Entonces pensé qué hubiera dicho Walter Benjamin de aquello, al menos si hubiera logrado abstraerse de la sangre y las vísceras y el hedor insoportable para cualquier persona corriente. ¿Vería un aura en aquel mosaico? Según dejó escrito, el arte ha cambiado de forma sustancial desde el pasado, donde la obra de arte tenía aura, hasta nuestro tiempo, donde las técnicas de reproducción mecánica han obliterado el alma a las obras de arte. El arte carece de aquí y ahora, ya no es un acontecimiento exclusivo en su unicidad. Puede ser reproducido, aunque perdiéndose por el camino todos los detalles que ha introducido el artista en el proceso: las pinceladas, las notas altas o bajas, la forma de escribir cada una de las letras. Allí sin embargo había algo irreproductible, el hecho de que cada órgano fuera único, que incluso si pretendiéramos repetirlo requeriría usar los órganos de otra persona, haciendo que esa reproducción tuviera su propia aura. «Mirar este mosaico es observar la aparición irrepetible de una lejanía, algo único e irreproductible que no puede darse igual en ningún otro contexto, forma o posibilidad» —dije al Aquiles mutilado que no paraba de llorar al lado mío.

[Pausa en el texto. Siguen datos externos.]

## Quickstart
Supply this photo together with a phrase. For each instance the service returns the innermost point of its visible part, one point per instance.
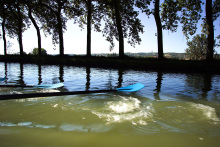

«Teléfono. Use mi teléfono, por favor, está en mi bolsillo» —dijo entre susurros mi inesperado compañero. Qué equivocado estaba. Ninguna foto podría haber hecho justicia jamás al mosaico por aquello que tiene de único. Eso es la reproductibilidad técnica, la capacidad de, técnica mediante, reproducir una obra artística exactamente igual que la original un número infinito de veces. Aunque no exactamente igual. El aura del objeto hubiera quedado vetado de la copia, pues se transmitiría su materialidad sin su fondo espiritual asociado: la foto no podría transmitirnos ni el contexto ni los detalles más recónditos de la obra. Así se lo hice saber, pero no paraba de gemir entre sollozos. De acuerdo que fue un error grotesco, pero tampoco como para llorar de aquella forma.
Pobre Benjamin. Al menos no tuvo que ver cómo acabaríamos viviendo en un mundo donde la reproducción en masa de la obra de arte se popularizaría hasta el punto de ser la única forma posible de obra, haciendo que toda condición ritual del arte se perdiera casi para siempre. El valor de la obra de arte «auténtica» tiene una función ritual, de fundamentación de los sistemas teleológicos, religiosos o sociales de las comunidades que los asumen como propios; cuando se anula el aura de la obra de arte, cuando sólo queda estetización, entonces la reproducción técnica favorece la reproducción de masas. Todo el mundo piensa, viste y vive del mismo modo. O aspiran a hacerlo, al menos. Se ha perdida la diferencia, o, cuando menos, la posibilidad de la influencia.
Cuando dos días después comprobé que el periódico local sacó una edición especial con el ahorcamiento de un tabernero local en portada, me cabreé bastante. Anularon el aura de aquella preciosa obra de arte: el sauce llorón, el prado en llamas, el suave viento del este, el atardecer, la cabeza de cerdo quirúrgicamente implantada en donde deberían estar sus tripas, los gritos del Aquiles mutilado mientras dejábamos la escena para que sólo el cosmos pudiera recordar la efímera belleza del momento. Nada de eso estaba en aquella obscena portada.